القاعدة ذات الصلة
United States of America
Practice Relating to Rule 54. Attacks against Objects Indispensable to the Survival of the Civilian Population
Section A. Attacks against objects
The US Naval Handbook (1995) prohibits the “intentional destruction of food, crops, livestock, drinking water and other objects indispensable to the survival of the civilian population, for the specific purpose of denying the civilian population of their use”. 
United States, The Commander’s Handbook on the Law of Naval Operations, NWP 1-14M/MCWP 5-2.1/COMDTPUB P5800.7, issued by the Department of the Navy, Office of the Chief of Naval Operations and Headquarters, US Marine Corps, and Department of Transportation, US Coast Guard, October 1995 (formerly NWP 9 (Rev. A)/FMFM 1-10, October 1989), § 8.1.2.
The Annotated Supplement to the US Naval Handbook (1997) provides that the rule prohibiting the intentional destruction of objects indispensable to the survival of the civilian population for the specific purpose of denying the civilian population of their use is a “customary rule … accepted by the United States … and is codified in [the 1977 Additional Protocol I], art. 54(2)”. 

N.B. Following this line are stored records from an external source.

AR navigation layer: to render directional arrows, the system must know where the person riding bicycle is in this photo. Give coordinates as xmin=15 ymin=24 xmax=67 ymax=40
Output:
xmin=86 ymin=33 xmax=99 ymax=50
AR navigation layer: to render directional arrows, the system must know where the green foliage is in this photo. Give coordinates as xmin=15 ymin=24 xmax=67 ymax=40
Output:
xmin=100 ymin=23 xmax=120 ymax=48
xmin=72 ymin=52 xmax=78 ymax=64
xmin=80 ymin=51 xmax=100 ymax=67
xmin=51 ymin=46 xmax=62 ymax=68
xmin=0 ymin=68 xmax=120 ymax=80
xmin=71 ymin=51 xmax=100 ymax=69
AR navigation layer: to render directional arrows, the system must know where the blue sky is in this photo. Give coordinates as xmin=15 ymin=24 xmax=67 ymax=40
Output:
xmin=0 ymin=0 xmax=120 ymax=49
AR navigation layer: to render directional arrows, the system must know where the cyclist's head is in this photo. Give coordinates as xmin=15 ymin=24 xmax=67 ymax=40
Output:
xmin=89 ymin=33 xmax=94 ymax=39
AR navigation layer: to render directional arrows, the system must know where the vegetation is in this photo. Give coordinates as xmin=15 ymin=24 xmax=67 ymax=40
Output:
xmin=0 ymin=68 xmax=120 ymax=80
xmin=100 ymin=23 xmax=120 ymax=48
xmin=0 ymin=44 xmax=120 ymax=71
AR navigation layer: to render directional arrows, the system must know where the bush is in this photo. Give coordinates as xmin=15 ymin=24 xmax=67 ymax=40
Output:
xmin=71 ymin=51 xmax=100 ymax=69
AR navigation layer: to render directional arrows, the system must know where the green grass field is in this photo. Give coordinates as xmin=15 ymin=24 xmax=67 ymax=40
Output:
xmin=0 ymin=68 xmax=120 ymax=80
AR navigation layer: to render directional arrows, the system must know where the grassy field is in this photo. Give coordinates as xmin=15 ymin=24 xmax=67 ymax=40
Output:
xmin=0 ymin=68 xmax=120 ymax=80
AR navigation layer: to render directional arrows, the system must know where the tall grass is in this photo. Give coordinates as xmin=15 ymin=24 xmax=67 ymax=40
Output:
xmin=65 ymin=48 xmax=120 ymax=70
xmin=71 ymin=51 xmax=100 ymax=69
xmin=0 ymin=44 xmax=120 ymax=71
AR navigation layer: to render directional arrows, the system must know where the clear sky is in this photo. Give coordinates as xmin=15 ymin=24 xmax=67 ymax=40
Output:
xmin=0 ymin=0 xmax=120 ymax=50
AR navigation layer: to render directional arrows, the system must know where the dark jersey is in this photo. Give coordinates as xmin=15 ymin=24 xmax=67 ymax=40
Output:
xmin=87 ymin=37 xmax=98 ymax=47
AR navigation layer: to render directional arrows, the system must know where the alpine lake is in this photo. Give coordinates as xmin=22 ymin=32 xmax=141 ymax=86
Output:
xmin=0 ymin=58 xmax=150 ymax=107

United States, Annotated Supplement to the Commander’s Handbook on the Law of Naval Operations, prepared by the Oceans Law and Policy Department, Center for Naval Warfare Studies, Naval War College, Newport, Rhode Island, November 1997, § 8.1.2, footnote 15.
The US Naval Handbook (2007) states: “The intentional destruction of food, crops, livestock, drinking water, and other objects indispensable to the survival of the civilian population, for the specific purpose of denying the civilian population of their use, is prohibited.” 
United States, The Commander’s Handbook on the Law of Naval Operations, NWP 1-14M/MCWP 5-12.1/COMDTPUB P5800.7, issued by the Department of the Navy, Office of the Chief of Naval Operations and Headquarters, US Marine Corps, and Department of Homeland Security, US Coast Guard, July 2007, § 8.3.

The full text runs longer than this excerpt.